When I was done divining my future by way of beer froth, I had already made the rather forceful suggestion that we all have another drink. I make myself sound tough here, as if I was pushing the lager swilling like a frat brat but in reality I had handed my ½… 3/4ths… unconsumed beer to a larger male co-worker, mouthing something about how it tasted like failure. He accepted it with a concerned look and I roused the team to finish their drinks so we could surface for a second go. I wanted a whiskey to burn out the lager taste.

The surface level of the bar came with a welcome blast of nearly breathable air, unlike the lower level where the smokers are.

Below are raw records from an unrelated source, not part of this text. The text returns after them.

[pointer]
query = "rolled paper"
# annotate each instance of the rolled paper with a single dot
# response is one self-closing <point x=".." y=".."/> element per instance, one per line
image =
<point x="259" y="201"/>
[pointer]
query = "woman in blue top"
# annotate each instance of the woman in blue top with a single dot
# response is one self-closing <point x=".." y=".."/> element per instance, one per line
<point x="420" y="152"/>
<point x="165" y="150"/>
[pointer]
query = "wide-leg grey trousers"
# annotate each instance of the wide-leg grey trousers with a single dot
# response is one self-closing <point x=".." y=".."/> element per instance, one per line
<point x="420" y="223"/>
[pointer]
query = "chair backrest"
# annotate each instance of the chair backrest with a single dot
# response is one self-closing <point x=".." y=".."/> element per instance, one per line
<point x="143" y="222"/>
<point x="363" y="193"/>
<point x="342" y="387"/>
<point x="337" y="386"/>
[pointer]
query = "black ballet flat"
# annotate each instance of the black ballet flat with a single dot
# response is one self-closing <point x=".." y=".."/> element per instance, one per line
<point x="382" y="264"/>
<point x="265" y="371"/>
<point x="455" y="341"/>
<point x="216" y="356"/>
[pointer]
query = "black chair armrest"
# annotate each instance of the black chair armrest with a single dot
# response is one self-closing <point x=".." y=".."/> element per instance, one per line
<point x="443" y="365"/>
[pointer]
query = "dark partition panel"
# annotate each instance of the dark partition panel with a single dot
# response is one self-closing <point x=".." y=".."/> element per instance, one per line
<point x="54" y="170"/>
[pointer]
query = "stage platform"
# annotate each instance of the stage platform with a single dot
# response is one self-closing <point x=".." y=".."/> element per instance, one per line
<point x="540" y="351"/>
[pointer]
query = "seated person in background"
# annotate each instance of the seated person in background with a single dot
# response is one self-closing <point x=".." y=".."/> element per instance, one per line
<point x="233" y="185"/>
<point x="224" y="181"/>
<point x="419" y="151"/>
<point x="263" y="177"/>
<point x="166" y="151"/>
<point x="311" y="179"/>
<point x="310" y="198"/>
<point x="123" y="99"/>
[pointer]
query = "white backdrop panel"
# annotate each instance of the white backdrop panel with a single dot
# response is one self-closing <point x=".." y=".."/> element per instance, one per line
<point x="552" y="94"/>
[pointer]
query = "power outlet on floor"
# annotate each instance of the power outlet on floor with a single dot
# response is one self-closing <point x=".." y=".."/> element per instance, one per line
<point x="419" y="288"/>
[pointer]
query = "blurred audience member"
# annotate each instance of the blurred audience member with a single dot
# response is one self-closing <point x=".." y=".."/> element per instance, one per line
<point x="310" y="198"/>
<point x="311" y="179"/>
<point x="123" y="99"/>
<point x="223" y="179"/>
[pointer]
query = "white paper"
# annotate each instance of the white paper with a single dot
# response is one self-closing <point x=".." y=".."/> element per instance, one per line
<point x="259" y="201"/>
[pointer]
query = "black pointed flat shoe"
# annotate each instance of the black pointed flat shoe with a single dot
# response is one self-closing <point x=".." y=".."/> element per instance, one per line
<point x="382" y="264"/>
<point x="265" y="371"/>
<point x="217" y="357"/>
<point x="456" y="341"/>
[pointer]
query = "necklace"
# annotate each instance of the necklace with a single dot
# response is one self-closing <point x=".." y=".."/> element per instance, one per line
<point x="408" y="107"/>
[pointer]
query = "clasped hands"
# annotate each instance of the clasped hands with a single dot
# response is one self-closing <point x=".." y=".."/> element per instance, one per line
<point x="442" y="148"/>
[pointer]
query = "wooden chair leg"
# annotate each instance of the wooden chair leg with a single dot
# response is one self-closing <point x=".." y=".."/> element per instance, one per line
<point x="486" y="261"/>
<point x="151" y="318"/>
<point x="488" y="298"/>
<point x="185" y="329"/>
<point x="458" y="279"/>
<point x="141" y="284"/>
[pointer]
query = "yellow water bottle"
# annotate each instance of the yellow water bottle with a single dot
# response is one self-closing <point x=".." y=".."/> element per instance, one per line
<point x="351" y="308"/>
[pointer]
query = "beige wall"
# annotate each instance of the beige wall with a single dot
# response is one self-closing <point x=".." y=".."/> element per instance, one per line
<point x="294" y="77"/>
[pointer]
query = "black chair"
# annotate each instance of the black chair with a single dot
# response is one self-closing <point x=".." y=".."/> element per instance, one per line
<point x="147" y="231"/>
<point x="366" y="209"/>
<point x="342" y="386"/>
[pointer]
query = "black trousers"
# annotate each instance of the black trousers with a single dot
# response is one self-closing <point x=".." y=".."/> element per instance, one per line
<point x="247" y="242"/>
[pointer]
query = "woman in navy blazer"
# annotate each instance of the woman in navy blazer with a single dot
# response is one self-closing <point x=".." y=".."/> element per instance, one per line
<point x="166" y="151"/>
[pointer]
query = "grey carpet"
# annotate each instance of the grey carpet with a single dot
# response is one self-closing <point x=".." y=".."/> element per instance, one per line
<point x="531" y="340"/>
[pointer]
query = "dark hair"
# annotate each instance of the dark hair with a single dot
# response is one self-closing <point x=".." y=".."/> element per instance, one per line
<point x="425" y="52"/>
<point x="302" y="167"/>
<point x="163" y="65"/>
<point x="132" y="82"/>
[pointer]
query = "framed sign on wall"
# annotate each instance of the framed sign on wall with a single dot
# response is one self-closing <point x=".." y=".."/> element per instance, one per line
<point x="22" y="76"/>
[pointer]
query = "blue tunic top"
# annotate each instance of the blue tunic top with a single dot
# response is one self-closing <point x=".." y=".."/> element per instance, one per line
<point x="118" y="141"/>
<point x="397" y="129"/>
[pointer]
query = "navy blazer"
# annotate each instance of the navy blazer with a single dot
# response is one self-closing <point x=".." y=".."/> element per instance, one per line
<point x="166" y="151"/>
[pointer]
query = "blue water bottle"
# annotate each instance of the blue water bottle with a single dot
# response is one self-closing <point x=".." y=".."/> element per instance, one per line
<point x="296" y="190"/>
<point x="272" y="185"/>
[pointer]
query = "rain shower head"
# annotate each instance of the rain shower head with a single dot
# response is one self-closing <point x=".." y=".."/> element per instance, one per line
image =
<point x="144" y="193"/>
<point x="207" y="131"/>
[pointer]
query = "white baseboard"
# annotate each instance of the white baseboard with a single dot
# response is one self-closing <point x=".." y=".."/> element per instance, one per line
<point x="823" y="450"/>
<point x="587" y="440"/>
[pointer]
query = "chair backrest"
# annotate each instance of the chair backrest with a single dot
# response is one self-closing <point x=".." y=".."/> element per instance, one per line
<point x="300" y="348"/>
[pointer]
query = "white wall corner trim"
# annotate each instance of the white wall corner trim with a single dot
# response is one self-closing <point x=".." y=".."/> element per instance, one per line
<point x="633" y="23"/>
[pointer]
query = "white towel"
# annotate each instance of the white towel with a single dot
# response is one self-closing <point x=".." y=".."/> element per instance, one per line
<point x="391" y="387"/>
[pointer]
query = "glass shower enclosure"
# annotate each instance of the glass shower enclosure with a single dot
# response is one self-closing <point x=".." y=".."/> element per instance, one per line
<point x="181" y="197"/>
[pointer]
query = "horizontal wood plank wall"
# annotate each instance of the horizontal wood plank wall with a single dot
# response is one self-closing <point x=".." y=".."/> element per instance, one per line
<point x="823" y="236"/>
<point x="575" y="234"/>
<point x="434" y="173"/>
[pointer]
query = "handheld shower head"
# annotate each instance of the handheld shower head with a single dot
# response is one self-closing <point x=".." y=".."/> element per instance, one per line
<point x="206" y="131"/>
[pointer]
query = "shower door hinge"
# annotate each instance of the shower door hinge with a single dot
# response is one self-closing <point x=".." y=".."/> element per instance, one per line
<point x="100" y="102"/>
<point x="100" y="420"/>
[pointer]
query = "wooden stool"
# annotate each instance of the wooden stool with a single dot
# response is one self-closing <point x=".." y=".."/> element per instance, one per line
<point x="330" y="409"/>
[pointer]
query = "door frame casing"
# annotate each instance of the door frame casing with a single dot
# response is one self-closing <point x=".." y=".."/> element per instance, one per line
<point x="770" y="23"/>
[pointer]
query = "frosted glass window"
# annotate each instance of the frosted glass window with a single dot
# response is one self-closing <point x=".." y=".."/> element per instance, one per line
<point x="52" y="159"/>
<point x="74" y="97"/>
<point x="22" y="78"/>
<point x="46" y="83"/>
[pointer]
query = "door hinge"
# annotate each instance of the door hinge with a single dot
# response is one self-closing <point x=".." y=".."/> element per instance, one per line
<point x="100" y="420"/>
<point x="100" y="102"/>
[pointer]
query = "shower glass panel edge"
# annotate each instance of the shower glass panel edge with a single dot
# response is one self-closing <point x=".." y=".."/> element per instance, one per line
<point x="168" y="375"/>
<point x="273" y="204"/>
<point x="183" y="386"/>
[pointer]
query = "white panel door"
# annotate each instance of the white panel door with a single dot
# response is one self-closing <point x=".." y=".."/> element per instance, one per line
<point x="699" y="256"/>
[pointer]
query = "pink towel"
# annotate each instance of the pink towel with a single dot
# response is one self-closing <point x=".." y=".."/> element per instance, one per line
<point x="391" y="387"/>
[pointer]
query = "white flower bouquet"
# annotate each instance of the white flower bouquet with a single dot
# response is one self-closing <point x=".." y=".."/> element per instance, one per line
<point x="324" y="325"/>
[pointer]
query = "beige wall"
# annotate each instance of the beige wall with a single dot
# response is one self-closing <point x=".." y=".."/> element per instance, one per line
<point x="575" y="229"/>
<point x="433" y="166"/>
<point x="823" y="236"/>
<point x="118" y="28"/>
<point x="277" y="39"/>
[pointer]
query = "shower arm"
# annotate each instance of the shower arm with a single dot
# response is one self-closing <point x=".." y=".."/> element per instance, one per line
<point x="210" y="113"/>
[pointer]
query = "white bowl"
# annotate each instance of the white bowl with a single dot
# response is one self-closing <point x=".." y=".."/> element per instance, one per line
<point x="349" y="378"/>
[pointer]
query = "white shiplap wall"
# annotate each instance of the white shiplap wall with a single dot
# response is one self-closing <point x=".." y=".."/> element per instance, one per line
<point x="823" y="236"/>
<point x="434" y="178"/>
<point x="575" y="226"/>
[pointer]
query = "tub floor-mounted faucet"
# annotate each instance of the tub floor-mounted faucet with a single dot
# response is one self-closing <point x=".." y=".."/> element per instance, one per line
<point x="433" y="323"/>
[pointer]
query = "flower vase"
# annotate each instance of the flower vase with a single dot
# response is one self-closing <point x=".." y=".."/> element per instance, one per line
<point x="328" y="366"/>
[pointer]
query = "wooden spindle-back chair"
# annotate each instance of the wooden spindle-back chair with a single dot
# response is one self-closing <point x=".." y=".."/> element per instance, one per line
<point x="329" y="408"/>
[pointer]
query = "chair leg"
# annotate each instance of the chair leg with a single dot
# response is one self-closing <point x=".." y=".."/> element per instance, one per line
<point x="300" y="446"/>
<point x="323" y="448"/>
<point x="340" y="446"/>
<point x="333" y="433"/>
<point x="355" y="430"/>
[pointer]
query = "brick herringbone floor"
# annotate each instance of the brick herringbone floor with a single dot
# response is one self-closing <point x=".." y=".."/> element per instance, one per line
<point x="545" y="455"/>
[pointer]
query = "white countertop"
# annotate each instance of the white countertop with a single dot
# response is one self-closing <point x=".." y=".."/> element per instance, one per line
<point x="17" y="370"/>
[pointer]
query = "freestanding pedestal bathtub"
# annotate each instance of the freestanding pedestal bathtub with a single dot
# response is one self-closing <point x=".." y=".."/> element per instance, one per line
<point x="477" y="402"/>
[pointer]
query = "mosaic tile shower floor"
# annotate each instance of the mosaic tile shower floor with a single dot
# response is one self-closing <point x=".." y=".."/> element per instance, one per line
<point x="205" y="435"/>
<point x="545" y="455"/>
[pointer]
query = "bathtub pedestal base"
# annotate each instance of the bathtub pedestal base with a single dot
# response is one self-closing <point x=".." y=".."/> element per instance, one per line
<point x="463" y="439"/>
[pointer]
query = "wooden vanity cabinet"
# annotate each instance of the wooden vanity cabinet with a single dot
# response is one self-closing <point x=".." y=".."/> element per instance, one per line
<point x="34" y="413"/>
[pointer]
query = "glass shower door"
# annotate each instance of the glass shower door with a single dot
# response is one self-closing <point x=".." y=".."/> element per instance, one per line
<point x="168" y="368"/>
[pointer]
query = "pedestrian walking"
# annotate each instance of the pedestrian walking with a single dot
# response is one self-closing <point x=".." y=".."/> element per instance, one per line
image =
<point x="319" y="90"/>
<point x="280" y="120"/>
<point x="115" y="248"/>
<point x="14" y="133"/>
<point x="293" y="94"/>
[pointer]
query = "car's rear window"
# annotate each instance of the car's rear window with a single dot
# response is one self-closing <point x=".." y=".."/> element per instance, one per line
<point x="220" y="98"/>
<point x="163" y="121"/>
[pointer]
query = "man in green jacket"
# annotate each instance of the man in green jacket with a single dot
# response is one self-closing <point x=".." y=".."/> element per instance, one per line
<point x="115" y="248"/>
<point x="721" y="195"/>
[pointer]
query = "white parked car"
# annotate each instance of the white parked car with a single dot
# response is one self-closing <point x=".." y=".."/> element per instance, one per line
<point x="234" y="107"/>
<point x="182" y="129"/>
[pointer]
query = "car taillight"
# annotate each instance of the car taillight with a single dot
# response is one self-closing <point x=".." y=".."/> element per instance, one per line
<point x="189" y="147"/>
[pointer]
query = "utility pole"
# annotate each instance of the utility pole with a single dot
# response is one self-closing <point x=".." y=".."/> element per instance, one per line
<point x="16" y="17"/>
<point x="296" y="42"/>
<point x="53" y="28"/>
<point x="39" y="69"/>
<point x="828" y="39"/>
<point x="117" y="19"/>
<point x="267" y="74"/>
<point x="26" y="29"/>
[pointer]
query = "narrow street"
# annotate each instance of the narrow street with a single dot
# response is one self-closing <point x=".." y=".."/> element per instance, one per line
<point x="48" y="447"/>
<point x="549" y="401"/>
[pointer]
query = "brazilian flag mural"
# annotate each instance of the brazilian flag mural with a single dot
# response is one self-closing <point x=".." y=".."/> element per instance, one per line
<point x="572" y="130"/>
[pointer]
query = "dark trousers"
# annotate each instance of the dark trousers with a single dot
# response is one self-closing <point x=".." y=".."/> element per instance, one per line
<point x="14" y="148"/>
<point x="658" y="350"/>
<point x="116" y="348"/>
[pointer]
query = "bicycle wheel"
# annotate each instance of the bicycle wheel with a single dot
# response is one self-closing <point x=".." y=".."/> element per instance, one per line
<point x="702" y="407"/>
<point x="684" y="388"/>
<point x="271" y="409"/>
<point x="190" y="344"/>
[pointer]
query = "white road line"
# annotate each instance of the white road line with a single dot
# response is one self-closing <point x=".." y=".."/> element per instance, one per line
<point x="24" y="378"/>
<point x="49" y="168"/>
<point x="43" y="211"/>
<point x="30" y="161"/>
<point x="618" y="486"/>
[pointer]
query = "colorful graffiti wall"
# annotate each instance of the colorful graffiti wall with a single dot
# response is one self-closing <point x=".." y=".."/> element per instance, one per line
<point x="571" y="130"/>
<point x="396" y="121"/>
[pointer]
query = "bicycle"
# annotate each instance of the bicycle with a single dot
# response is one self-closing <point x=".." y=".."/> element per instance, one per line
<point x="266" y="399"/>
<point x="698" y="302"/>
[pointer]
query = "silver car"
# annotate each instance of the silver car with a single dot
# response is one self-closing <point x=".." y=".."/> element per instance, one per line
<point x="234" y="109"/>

The submarine downstairs is a windowless, black painted concrete box attached to the bathrooms. The outdoors is cold and wet, us careless drunks are likely to slip to our death and our jovial singing outdoors bothers the local residents. So if you feel the need to chain smoke your heroin high down then underground is where you belong. And where all the best mingling is.

As we settle back into the cigarette fish tank, I protectively hold my over priced Jameson like a cross, thinking "fizzy yellow beer is for wussies," and count the amount of people who are drinking pints of piss.

13.

What an unlucky frickin number.

People can't see their beer, let alone smell or taste it, so no wonder they need drugs to help enjoy their evening.

I witness a moment of mixed childlike/apelike wonder where half the smog chamber assembly converge on one of the walls to inharmoniously bang out beats (artists, them all) and I realize that they think I am the most insane person they have ever met. I, whom hasn’t snorted anything in a nearly a decade, is trying to relate with people who are out at a bar at 6:30 am on a Monday. I carry baby carrots, hand lotion and 90% cocoa chocolate with me to all my bar shifts. I’m the perfect balance of flirty bar maid and assertive bar wench. I have detailed serving recipes sorted in my brain to such a degree that I can’t even access them without triggers. I have to be reminded of a drink before I can think of it, I am a professional drinker on a different level from these people but these late night monsters are my holiday relatives and I we are stuck together for the season. Might as well order another drink and try to speak French.

This is the place where you can do whatever you want, be whomever you want- wear sunglasses in the dark, proclaim your love for America after mocking John Wayne or creep around like a chicken and make dinosaur noises. It's the family living room. Most of these people would never converse on a normal occasion, but this is a holiday and we trapped here by the bar fireplace.

You don't have to say goodbye when you leave, everyone understands that there is only so much family time a person can handle. The security guy is like Dad at the door, asking where you are going for the rest of the evening. He is going to lock the door behind you and you won't be welcome back until the next day.

As the taxi rolls along the winter festival streets, starting to hum with early holiday shoppers, the sun is starting to melt up from the side of the planet where all the good beer is made. Hop plants have been soaking in the sun for hours and here I am, just ending a day that is starting. I hope my family is doing okay and that the late night beer joint doesn't run out of beer before tomorrow. See you there!